I’m going to save discussion of the camera style of the film until later, only remarking here that it serves the narrative’s purpose very well and effectively represents the environment. I was also struck by the number of low angle medium long shots of characters entering the frame.

I think my conclusion is that the praise by Western critics for this seeming comedy of middle class mores rather misses the point (all those references to Renoir and Chekhov). Ray thought that this was “the most contemporary of my films in feeling” (Seton, revised ed. 2003: 283) and it strikes me that the film is indeed primarily about Bengali society in 1969. I enjoyed the film and I confess to a frisson of nostalgia in the scene when Ashim leafs through the LP covers in Aparna’s room and the Beatles LP ‘Rubber Soul’ pops up between Mozart and Segovia, ‘Indo-Jazz’ and traditional Bengali music. I was mentally calculating the time-lag from changing UK middle class musical choices to those in Calcutta in 1969 – contemporary indeed.

3 comments

  1. Roy, thanks for a wonderful review of one of my favourite films. I agree that this will easily rank as one of Ray’s greatest masterpieces. Unfortunately I haven’t read the original novel by Sunil Gangopadhyay, so can’t give you my response to the points you raised regarding the movie vis-a-vis the novel. However, having read your review I feel a strong urge to read the book sooner rather than later in order to be able to appreciate the movie better.

    By the way, the Ashim-Sanjoy parallel is perhaps the most defining feature of the movie, along with their relationships to the 2 respective women. I wasn’t aware that in the West it is viewed as a comedy. I agree with you in that ‘comedy’ isn’t at all the right depiction for this movie. Psychological drama would perhaps be the more correct epithet for this extraordinary character study.

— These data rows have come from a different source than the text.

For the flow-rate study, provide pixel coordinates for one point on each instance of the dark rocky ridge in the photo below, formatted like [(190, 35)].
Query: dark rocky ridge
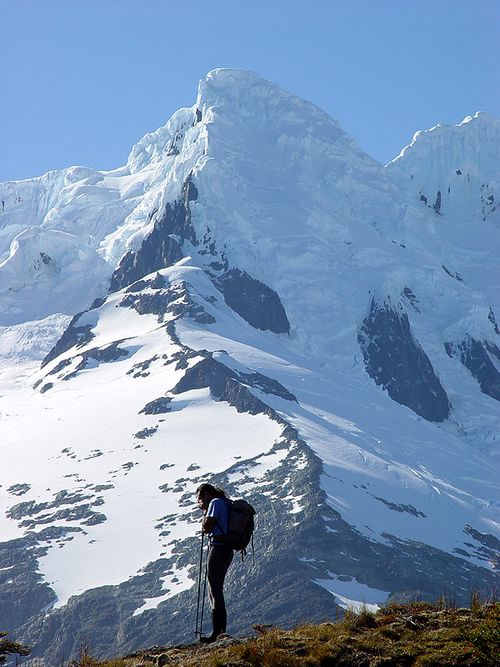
[(291, 552), (73, 336), (254, 301), (473, 354), (227, 385), (395, 360), (159, 249)]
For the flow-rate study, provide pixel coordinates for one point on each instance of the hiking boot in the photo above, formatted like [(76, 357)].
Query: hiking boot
[(218, 626)]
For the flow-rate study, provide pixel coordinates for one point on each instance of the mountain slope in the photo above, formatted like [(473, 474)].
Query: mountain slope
[(275, 312)]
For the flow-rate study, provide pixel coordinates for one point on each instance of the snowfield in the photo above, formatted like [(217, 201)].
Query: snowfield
[(252, 299)]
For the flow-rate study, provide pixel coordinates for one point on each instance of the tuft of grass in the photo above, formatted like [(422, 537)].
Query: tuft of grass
[(410, 635)]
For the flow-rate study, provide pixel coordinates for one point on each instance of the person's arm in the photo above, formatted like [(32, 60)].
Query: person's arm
[(208, 524)]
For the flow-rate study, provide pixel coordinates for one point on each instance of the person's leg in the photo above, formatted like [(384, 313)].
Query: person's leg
[(219, 559)]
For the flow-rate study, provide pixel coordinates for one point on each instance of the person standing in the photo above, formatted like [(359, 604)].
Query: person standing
[(215, 508)]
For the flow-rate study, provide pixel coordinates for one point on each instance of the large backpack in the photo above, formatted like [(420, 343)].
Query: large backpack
[(240, 524)]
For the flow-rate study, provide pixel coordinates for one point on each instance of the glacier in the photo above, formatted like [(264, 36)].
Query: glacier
[(254, 299)]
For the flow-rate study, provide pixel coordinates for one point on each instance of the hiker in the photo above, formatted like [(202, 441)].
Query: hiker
[(215, 507)]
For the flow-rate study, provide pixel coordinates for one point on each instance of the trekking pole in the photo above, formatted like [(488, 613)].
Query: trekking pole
[(203, 598), (199, 587)]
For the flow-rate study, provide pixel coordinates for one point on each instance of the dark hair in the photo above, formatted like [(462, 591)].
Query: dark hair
[(212, 490)]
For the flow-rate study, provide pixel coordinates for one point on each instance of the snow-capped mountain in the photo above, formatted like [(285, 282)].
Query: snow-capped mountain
[(254, 300)]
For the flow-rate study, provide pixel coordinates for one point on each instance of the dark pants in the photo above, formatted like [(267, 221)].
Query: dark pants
[(219, 560)]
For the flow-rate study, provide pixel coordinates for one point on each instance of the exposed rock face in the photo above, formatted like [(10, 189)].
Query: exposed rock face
[(227, 385), (395, 360), (159, 249), (73, 336), (254, 301), (175, 300), (474, 355)]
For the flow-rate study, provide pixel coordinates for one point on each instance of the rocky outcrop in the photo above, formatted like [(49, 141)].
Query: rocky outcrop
[(475, 356), (228, 385), (254, 301), (74, 336), (395, 360), (162, 246)]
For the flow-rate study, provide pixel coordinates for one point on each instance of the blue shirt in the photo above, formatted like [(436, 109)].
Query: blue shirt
[(219, 510)]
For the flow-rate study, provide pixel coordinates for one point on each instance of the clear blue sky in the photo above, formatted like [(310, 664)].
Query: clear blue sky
[(82, 81)]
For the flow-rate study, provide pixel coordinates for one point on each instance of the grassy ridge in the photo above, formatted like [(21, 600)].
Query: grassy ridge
[(419, 634)]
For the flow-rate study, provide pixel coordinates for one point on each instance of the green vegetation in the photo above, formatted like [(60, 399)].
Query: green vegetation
[(8, 647), (416, 635)]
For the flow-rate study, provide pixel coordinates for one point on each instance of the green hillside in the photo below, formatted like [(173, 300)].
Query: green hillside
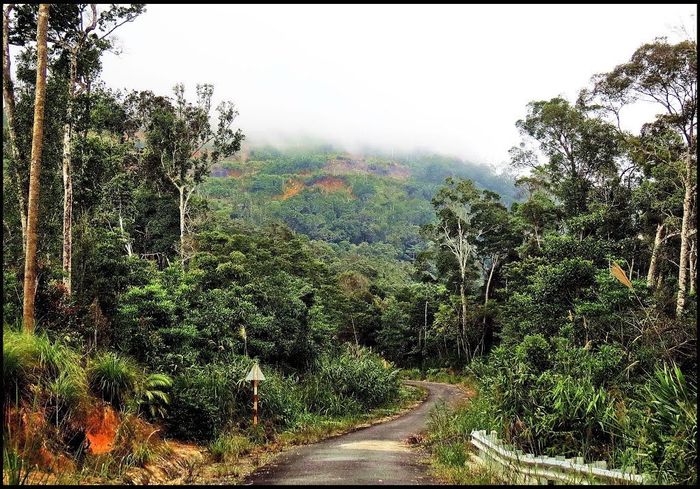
[(335, 196)]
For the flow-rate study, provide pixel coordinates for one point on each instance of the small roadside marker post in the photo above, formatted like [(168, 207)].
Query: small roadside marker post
[(256, 376)]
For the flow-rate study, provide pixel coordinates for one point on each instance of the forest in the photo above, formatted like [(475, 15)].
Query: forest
[(151, 255)]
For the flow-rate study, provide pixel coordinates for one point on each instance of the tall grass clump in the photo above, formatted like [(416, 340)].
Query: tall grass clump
[(672, 425), (33, 359), (353, 381), (113, 378)]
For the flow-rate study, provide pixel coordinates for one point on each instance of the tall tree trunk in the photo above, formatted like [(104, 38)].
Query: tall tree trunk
[(464, 317), (425, 332), (68, 176), (683, 258), (494, 262), (8, 95), (127, 242), (183, 208), (692, 258), (34, 169), (651, 275)]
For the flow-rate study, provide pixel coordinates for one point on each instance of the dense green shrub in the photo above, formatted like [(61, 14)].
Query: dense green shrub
[(207, 400)]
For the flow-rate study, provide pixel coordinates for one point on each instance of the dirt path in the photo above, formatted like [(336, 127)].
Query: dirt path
[(374, 455)]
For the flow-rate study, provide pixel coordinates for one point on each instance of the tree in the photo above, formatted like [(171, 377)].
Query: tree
[(580, 150), (79, 35), (181, 138), (666, 75), (8, 95), (37, 134)]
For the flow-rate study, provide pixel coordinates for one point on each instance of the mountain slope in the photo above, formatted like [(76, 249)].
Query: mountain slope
[(339, 197)]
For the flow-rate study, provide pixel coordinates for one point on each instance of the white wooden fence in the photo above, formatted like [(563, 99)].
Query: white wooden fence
[(524, 468)]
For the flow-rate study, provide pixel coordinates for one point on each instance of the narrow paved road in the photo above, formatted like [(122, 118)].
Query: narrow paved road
[(374, 455)]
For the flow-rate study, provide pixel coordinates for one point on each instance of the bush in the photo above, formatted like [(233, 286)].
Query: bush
[(673, 425), (34, 359), (208, 399), (113, 378)]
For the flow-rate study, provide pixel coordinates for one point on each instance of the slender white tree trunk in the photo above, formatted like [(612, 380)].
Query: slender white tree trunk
[(68, 176), (8, 95), (651, 275), (30, 278), (685, 238)]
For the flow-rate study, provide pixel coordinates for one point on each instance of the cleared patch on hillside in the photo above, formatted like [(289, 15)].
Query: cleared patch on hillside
[(326, 184), (359, 165), (291, 188), (332, 184)]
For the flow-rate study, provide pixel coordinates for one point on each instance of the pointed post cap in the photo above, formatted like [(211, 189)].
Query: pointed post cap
[(255, 373)]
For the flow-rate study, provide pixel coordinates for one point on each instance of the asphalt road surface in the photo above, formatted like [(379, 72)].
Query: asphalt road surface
[(373, 455)]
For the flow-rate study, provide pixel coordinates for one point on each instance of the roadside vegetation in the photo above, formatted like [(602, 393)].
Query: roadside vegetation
[(170, 256)]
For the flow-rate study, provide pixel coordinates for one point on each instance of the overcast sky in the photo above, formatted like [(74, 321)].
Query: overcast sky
[(449, 78)]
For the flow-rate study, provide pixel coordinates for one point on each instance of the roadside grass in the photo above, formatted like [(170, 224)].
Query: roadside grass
[(443, 375), (449, 430), (234, 455)]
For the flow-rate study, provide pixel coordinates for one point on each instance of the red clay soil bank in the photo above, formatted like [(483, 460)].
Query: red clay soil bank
[(101, 430)]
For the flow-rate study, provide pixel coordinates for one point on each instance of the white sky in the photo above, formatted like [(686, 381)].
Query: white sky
[(449, 78)]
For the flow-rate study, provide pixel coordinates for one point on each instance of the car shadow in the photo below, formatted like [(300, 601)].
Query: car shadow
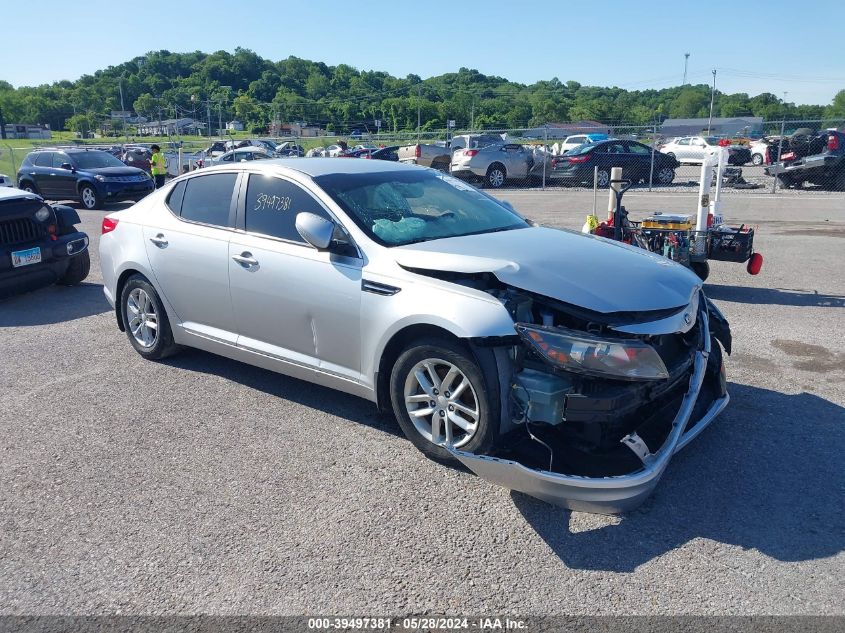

    • Thanks Shubhajit (and for your comment on the earlier Ray posting). That’s a good point about Ashim-Sanjoy and would lead to another level of analysis. I think I need to think of the whole array of characters across the four Calcutta films when I’ve covered the other three films. Re the novel, have you seen this article on ‘Muse India’ (it gives away what the novel does differently if you want to wait until you’ve read the novel). I’ve searched but so far not found an English translation of the two Ganguly novels that were adapted by Ray. (By the way, Ray bought the rights after what I assume was a shorter version published in a literary magazine.)

  2. It is quite unusual that the film is viewed as a comedy in the west – Marie Seton refers to it as an ‘erotic-centred’ film which seems more on the mark but it seems to me like a transitional film – like you say it paved the way for his Calcutta trilogy. It has been a number of years since I last saw the film but it is definitely one of his greatest works. I think Shubhajit’s observation in regards to it falling into the category of psychological drama holds more weight but I guess it is problematic trying to classify many of Ray’s films into many of the popular genres strongly associated with western cinema.